Canadian gets 20 years for recruiting Islamic State fighters

SAN DIEGO (AP) — A Canadian national who lived in Southern California was sentenced to 20 years in U.S. prison on Monday for helping at least a half-dozen Canadians and Americans join the Islamic State group in Syria in 2013 and 2014 — including the first known American to die fighting for the militant organization.

Abdullahi Ahmed Abdullahi directly funded “violent acts of terrorism,” including the kidnapping and killing of people in Syria, said U.S. Attorney Randy Grossman in a statement.

Abdullahi acknowledged in a plea agreement that he helped a resident of San Diego, Douglas McAuthur McCain, join IS. McCain was killed in Syria while fighting alongside IS fighters against Syrian opposition forces in 2014.

Prosecutors also said Abdullahi provided money to send an 18-year-old cousin from Minneapolis, Minnesota, to join IS fighters in Syria, as well as three other cousins from Edmonton, Canada.

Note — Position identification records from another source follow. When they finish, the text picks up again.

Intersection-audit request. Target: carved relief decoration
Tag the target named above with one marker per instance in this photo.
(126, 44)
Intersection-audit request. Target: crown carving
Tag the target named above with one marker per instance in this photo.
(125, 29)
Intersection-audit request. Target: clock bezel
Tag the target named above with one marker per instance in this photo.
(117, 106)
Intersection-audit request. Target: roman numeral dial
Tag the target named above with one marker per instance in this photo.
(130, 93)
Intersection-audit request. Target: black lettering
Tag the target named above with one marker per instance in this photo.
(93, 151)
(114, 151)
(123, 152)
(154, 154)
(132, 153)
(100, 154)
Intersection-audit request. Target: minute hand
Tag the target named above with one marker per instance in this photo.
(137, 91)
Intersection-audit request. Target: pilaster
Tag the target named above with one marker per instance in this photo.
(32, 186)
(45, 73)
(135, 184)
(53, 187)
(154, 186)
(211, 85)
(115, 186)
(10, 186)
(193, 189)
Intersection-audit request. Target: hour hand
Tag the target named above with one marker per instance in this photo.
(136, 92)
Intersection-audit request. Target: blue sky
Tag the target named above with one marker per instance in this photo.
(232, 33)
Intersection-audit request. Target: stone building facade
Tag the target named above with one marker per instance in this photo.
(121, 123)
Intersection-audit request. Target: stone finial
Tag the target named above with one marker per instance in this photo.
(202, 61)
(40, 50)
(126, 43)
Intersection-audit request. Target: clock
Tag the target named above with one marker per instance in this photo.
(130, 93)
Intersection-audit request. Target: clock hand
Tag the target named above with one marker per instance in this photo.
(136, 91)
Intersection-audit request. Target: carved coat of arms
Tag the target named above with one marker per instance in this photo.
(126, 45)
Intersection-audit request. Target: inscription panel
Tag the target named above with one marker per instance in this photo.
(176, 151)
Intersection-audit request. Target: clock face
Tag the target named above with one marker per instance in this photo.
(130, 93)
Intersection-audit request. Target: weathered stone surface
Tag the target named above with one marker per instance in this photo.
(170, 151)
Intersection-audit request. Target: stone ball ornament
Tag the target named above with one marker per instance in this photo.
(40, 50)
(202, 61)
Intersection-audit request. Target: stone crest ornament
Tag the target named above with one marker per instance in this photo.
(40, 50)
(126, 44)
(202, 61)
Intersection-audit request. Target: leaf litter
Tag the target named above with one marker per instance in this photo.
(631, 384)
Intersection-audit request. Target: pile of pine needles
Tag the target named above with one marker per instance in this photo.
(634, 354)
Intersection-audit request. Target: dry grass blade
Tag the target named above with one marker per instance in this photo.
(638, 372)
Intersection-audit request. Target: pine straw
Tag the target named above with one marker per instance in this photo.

The men all died in combat, according to the U.S. government.

Abdullahi was detained by Canadian authorities in 2017 and extradited to the U.S. two years later. He pleaded guilty to providing material support to terrorists in 2021.

He also admitted to robbing an Edmonton jewelry store in January 2014 to raise money to fund the foreign fighters. Weeks after committing that robbery, Abdullahi sent money to McCain so he could go to Syria.

McCain’s brother, Marchello McCain, was sentenced in 2018 to 10 years in U.S. federal prison for making false statements during several interviews with federal agents from 2014 to 2015, including denying knowing that his brother planned to fight for IS. He told the FBI that he thought his brother was going to Turkey to play music and teach English.

The U.S. announced earlier this month it killed three IS leaders in two separate operations, including a rare ground raid in a part of northeast Syria under government control.

Despite their defeat in Syria in 2019, when IS lost the last sliver of land its fighters once controlled, the extremists’ sleeper cells have continued to carry out deadly attacks in Syria and Iraq. IS fighters once held large parts of the two countries.